東北大学大学院理学研究科地学専攻地圏進化学講座 炭酸塩堆積学・地球化学グループ Laboratory for carbonate sedimentology and geochemistry Department of Earth Science, Tohoku Univ.

  10.高知県室戸岬一帯に分布する温帯岩礁性炭酸塩岩の堆積学的研究

       Temperate carbonates in Muroto-misaki, Kochi Prefecture

室戸岬付近でみられる完新世に形成された温帯岩礁性炭酸塩岩の堆積学的研究

はじめに

 私たちの研究室では,法政大学文学部地理学科の前杢英明先生との共同研究として,室戸岬付近でみられる完新世に形成された温帯岩礁性炭酸塩岩の堆積学的研究を行ってきました.

 陸域の隆起速度が速いことで知られている室戸岬近辺には,海棲付着生物の石灰質殻よりなる石灰岩が,標高0〜9 m付近の岩礁に多数貼りついています.本石灰岩は主にカンザシゴカイの棲管や石灰藻,コケムシ,軟体動物,サンゴといった生物殻から構成されています.これらの石灰岩中の化石の鉛直分布を現生種の帯状分布パターンと比較することにより,石灰岩が形成された時代 の相対的海水準を推定できます.さらに,本石灰岩は放射性炭素年代測定が可能であるため,これら2つの利点を組み合わせることにより,過去の相対的海水準の変化を知ることが可能になります.

過去の研究例と新たな試み

 前杢(1999)は,室戸岬の急激な隆起はプレート境界型の地震によるものではなく,陸側プレート内部の海底活断層型の地震に起因するものであると述べました.前杢(2001)はこれに基づき,室戸岬では約2,800年前に2〜3 m,約1,000年前に4 m前後という急激な隆起が短い期間で起きたことを示しました.しかし,これらの研究では,カンザシゴカイの棲管の化石のみを用いて過去の海水準を求めています.私たちの研究室では,多くの生物化石を検討し,より正確に過去の海水準を決定しようと試みています.これにより,本地域の詳細な地殻変動史を復元できると期待されます.

今までの研究成果

 私たちは,ほぼ同時代に形成されたと推定される隆起石灰岩の岩体に注目し,様々な標高から試料を採取しました.次に,石灰岩の構成要素の量をポイントカウンティング法によって決定し,従来の現生生物の帯状分布データと比較しました.その結果,以下のような点が明らかになりました.

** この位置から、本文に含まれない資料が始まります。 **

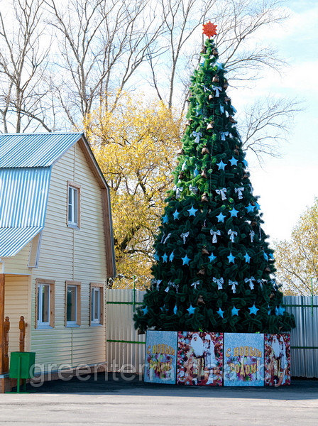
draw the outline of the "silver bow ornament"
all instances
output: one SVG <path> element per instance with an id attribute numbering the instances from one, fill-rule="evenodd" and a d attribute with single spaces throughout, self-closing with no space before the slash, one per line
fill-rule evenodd
<path id="1" fill-rule="evenodd" d="M 255 281 L 254 277 L 251 277 L 251 278 L 245 278 L 244 281 L 246 283 L 246 284 L 248 283 L 251 290 L 254 288 L 254 284 L 253 283 L 253 281 Z"/>
<path id="2" fill-rule="evenodd" d="M 198 187 L 197 186 L 193 186 L 192 185 L 190 185 L 189 189 L 190 191 L 192 191 L 194 194 L 197 194 L 197 191 L 198 191 Z"/>
<path id="3" fill-rule="evenodd" d="M 182 234 L 180 235 L 181 238 L 183 240 L 183 244 L 185 244 L 185 240 L 187 239 L 187 237 L 189 236 L 190 232 L 189 231 L 187 232 L 184 232 L 183 234 Z"/>
<path id="4" fill-rule="evenodd" d="M 215 97 L 219 97 L 222 88 L 219 86 L 212 86 L 212 89 L 215 92 Z"/>
<path id="5" fill-rule="evenodd" d="M 234 239 L 237 236 L 236 231 L 232 231 L 231 229 L 229 229 L 227 231 L 227 234 L 230 236 L 230 240 L 232 243 L 234 242 Z"/>
<path id="6" fill-rule="evenodd" d="M 213 231 L 210 229 L 210 234 L 213 235 L 212 243 L 217 243 L 217 236 L 221 235 L 221 231 Z"/>
<path id="7" fill-rule="evenodd" d="M 229 280 L 229 285 L 232 286 L 232 291 L 234 293 L 236 293 L 236 285 L 238 285 L 237 281 L 231 281 L 231 280 Z"/>
<path id="8" fill-rule="evenodd" d="M 223 284 L 224 283 L 224 280 L 223 278 L 216 278 L 213 277 L 213 282 L 217 284 L 217 289 L 221 290 L 223 288 Z"/>
<path id="9" fill-rule="evenodd" d="M 216 194 L 219 194 L 219 195 L 221 195 L 221 198 L 222 200 L 226 200 L 226 195 L 225 195 L 225 192 L 226 192 L 226 188 L 215 190 L 215 192 L 216 192 Z"/>
<path id="10" fill-rule="evenodd" d="M 163 243 L 164 244 L 165 244 L 167 240 L 169 239 L 170 238 L 170 236 L 171 236 L 171 232 L 170 234 L 168 234 L 165 238 L 165 236 L 163 236 L 161 239 L 161 242 Z"/>
<path id="11" fill-rule="evenodd" d="M 202 133 L 200 131 L 192 131 L 192 136 L 194 136 L 195 138 L 194 143 L 199 143 L 202 136 Z"/>
<path id="12" fill-rule="evenodd" d="M 176 198 L 180 198 L 181 197 L 181 192 L 183 191 L 183 187 L 177 187 L 175 185 L 173 187 L 173 190 L 175 191 L 175 197 Z"/>
<path id="13" fill-rule="evenodd" d="M 229 131 L 221 131 L 220 133 L 221 141 L 225 141 L 225 136 L 229 136 L 230 133 Z"/>
<path id="14" fill-rule="evenodd" d="M 242 192 L 244 190 L 243 187 L 242 187 L 241 188 L 235 188 L 234 190 L 238 196 L 238 200 L 241 200 L 243 198 Z"/>
<path id="15" fill-rule="evenodd" d="M 151 280 L 151 283 L 153 285 L 155 285 L 157 290 L 159 291 L 161 280 Z"/>
<path id="16" fill-rule="evenodd" d="M 191 287 L 194 287 L 195 288 L 195 290 L 197 290 L 197 285 L 199 285 L 200 282 L 199 281 L 195 281 L 195 283 L 192 283 L 191 284 Z"/>

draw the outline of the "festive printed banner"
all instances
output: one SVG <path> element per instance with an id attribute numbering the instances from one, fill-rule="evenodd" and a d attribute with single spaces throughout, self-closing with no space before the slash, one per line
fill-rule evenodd
<path id="1" fill-rule="evenodd" d="M 179 332 L 178 385 L 221 386 L 223 334 Z"/>
<path id="2" fill-rule="evenodd" d="M 145 382 L 175 384 L 177 342 L 177 332 L 147 332 Z"/>
<path id="3" fill-rule="evenodd" d="M 264 334 L 224 333 L 224 386 L 264 385 Z"/>
<path id="4" fill-rule="evenodd" d="M 265 384 L 290 385 L 290 335 L 265 334 Z"/>

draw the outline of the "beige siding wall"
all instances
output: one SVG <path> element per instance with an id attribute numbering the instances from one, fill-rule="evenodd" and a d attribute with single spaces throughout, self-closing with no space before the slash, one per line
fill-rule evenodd
<path id="1" fill-rule="evenodd" d="M 67 181 L 81 185 L 80 229 L 67 226 Z M 33 271 L 31 350 L 45 369 L 52 363 L 77 366 L 106 361 L 105 324 L 89 326 L 89 283 L 105 282 L 104 235 L 101 190 L 76 145 L 53 166 L 38 268 Z M 36 278 L 55 280 L 53 329 L 35 328 Z M 72 280 L 82 283 L 81 325 L 69 328 L 65 324 L 65 280 Z"/>
<path id="2" fill-rule="evenodd" d="M 10 318 L 9 352 L 19 350 L 18 322 L 23 315 L 27 323 L 25 350 L 29 350 L 30 343 L 30 298 L 31 278 L 27 276 L 6 275 L 4 287 L 4 316 Z"/>

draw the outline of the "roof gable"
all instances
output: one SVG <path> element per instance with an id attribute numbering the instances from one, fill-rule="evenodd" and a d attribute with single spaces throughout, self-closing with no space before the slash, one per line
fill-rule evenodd
<path id="1" fill-rule="evenodd" d="M 82 136 L 81 133 L 0 135 L 0 168 L 50 166 Z"/>

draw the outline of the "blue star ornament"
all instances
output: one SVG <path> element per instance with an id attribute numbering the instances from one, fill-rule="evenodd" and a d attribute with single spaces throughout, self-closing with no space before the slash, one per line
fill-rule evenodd
<path id="1" fill-rule="evenodd" d="M 233 256 L 232 252 L 227 256 L 227 258 L 229 259 L 229 263 L 234 263 L 235 256 Z"/>
<path id="2" fill-rule="evenodd" d="M 229 161 L 231 163 L 231 165 L 237 165 L 238 160 L 236 160 L 236 158 L 234 158 L 234 157 L 230 158 Z"/>
<path id="3" fill-rule="evenodd" d="M 233 207 L 233 209 L 230 210 L 231 217 L 237 217 L 237 214 L 239 210 L 236 210 L 235 207 Z"/>
<path id="4" fill-rule="evenodd" d="M 189 216 L 195 216 L 195 213 L 197 212 L 197 209 L 194 209 L 193 206 L 191 206 L 191 209 L 189 209 Z"/>
<path id="5" fill-rule="evenodd" d="M 248 213 L 250 213 L 250 212 L 253 212 L 254 209 L 255 209 L 255 206 L 252 206 L 252 204 L 250 203 L 247 207 L 245 207 L 246 209 L 246 210 L 248 211 Z"/>
<path id="6" fill-rule="evenodd" d="M 251 256 L 249 256 L 247 253 L 245 253 L 244 258 L 245 258 L 245 263 L 250 263 Z"/>
<path id="7" fill-rule="evenodd" d="M 224 313 L 224 311 L 222 311 L 222 310 L 221 309 L 221 307 L 219 308 L 219 310 L 216 311 L 216 313 L 219 314 L 219 315 L 223 318 L 223 314 Z"/>
<path id="8" fill-rule="evenodd" d="M 195 166 L 195 169 L 193 170 L 193 175 L 194 178 L 196 178 L 199 175 L 199 170 L 197 170 L 197 166 Z"/>
<path id="9" fill-rule="evenodd" d="M 208 258 L 209 259 L 210 262 L 213 262 L 213 261 L 216 258 L 216 256 L 212 253 Z"/>
<path id="10" fill-rule="evenodd" d="M 216 163 L 216 165 L 219 168 L 219 170 L 224 170 L 225 166 L 226 165 L 226 163 L 223 163 L 223 161 L 221 160 L 221 161 L 219 163 Z"/>
<path id="11" fill-rule="evenodd" d="M 185 255 L 184 258 L 181 258 L 181 259 L 182 261 L 182 265 L 189 265 L 189 262 L 191 260 L 187 255 Z"/>
<path id="12" fill-rule="evenodd" d="M 168 222 L 169 217 L 168 214 L 165 214 L 165 216 L 163 216 L 163 224 L 168 224 Z"/>
<path id="13" fill-rule="evenodd" d="M 220 214 L 216 216 L 217 217 L 217 222 L 224 222 L 224 218 L 226 217 L 226 216 L 224 216 L 224 214 L 222 214 L 222 212 L 221 212 Z"/>
<path id="14" fill-rule="evenodd" d="M 235 315 L 237 315 L 237 316 L 238 316 L 238 311 L 239 311 L 239 310 L 240 310 L 239 309 L 236 309 L 236 308 L 235 307 L 235 306 L 234 306 L 234 307 L 232 307 L 232 310 L 231 311 L 231 314 L 232 314 L 232 317 L 234 317 Z"/>
<path id="15" fill-rule="evenodd" d="M 251 314 L 253 314 L 254 315 L 257 315 L 257 311 L 258 311 L 258 310 L 260 310 L 258 308 L 257 308 L 257 307 L 255 306 L 255 303 L 254 303 L 254 305 L 252 306 L 252 307 L 249 307 L 248 309 L 250 310 L 250 315 L 251 315 Z"/>
<path id="16" fill-rule="evenodd" d="M 193 307 L 193 306 L 190 305 L 187 310 L 189 312 L 189 315 L 193 315 L 195 311 L 195 307 Z"/>
<path id="17" fill-rule="evenodd" d="M 172 216 L 173 216 L 173 219 L 175 220 L 176 219 L 179 219 L 179 212 L 177 210 L 177 209 L 175 209 L 175 212 L 173 213 Z"/>
<path id="18" fill-rule="evenodd" d="M 283 307 L 283 306 L 280 306 L 278 307 L 278 309 L 277 310 L 277 315 L 283 315 L 284 312 L 285 311 L 285 307 Z"/>

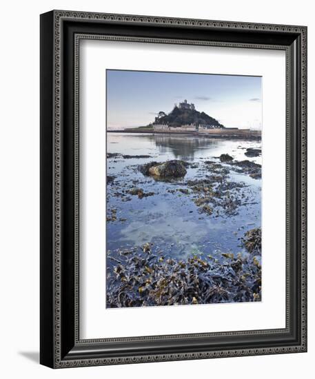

1.石灰岩は主に,フジツボ,貝形虫,軟体動物,カンザシゴカイの棲管,ウニの棘,被覆性コケムシ,サンゴ,被覆性底生有孔虫,底生有孔虫,サンゴモ(藻類),イワノカワ(藻類),セメント,非石灰質砕屑物よりなる.

2.石灰岩の中に陸域で形成されたセメントはほとんど認められない.

3.石灰岩は次の6つのタイプに区分できる.

  タイプⅠ:サンゴとサンゴモに富む石灰岩

  タイプⅡ:サンゴモに富む石灰岩

  タイプⅢ:サンゴモとカンザシゴカイとフジツボに富む石灰岩

  タイプⅣ:サンゴモとカンザシゴカイに富む石灰岩

  タイプⅤ:被覆性コケムシと被覆性底生有孔虫に富む石灰岩

  タイプ IV:軟体動物(カキ)に富む石灰岩

4.エボシ岩付近の石灰岩は下から順に,タイプⅠ,タイプⅡ,タイプⅢ,もしくはタイプⅣよりなる.この石灰岩の垂直分布は古水深指標として利用可能であり,タイプⅠの上限が,石灰岩堆積時の平均低潮位(中潮の際の干潮時の海水準)に一致する.

今後の課題

 今後は,ボーリングによって得られた石灰岩のコア試料を用いて,その内部における6つのタイプの累重関係や空間分布を検討し,本地域の相対的海水準変動を復元する課題に取り組みます.

参考文献

✦ 前杢英明,1999,室戸半島の最近数千年間の隆起様式から推定される新たな南海地震像.月刊地球,号外,vol. 24, p. 76–80.

✦前杢英明,2001,隆起付着生物のAMS14C年代からみた室戸岬の地震性隆起に関する再検討.地学雑誌,vol. 110, p.  479–490.

✦ Iryu, Y., Maemoku, H., Yamada, T., Maeda, Y., 2009, Limestones as a paleobathymeter for reconstructing past seismic activities: Muroto-misaki, Shikoku, southwestern Japan. Global and Planetary Change, 66, 52–64.